First, let $t = |S_i \cap S_j|$.  Our assumption on $S_i$ and $S_j$ means that $0 \leq t \leq k - 1$.  Second, let $a$ be the number of edges that $S_i \cap S_j$ contains.  (Observe that if $S_i$ and $S_j$ each contain exactly $m$ edges, then $S_i \setminus S_j$ and $S_j \setminus S_i$ must each contain exactly $m - a$ edges.)  It is not hard to show that
$$\operatorname{max}\biggl(0, m - \binom{k-t}{2}\biggr) \leq a \leq \operatorname{min}\biggl(m, \binom{t}{2}\biggr).$$
To make the summation below less ugly, let $a_{\ell}(m, k, t) = \operatorname{max}\bigl(0, m - \binom{k-t}{2}\bigr)$ and let $a_u(m, t) = \operatorname{min}\bigl(m, \binom{t}{2}\bigr)$.

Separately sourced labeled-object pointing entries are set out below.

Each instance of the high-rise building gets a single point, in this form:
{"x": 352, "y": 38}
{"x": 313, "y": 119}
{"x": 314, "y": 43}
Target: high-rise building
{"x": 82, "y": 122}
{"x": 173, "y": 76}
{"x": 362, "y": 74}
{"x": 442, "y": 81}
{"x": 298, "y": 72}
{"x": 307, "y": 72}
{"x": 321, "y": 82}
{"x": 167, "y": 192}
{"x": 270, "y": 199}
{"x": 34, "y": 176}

Then, because there are a total of $2\binom{k}{2} - \binom{t}{2}$ potential edges between vertices of $S_i \cup S_j$, we have
$$\sum_{i \neq j} EX_i X_j = \sum_{t=0}^{k-1}\sum_{a = a_{\ell}(m, k, t)}^{a_u(m, t)} \binom{\binom{k-t}{2}}{m-a}^2\binom{\binom{t}{2}}{a} p^{2m - a} (1-p)^{2\binom{k}{2} - \binom{t}{2} - 2m + a}.$$
The asymptotic value of the variance will of course depend on $p$, $m$, and $k$.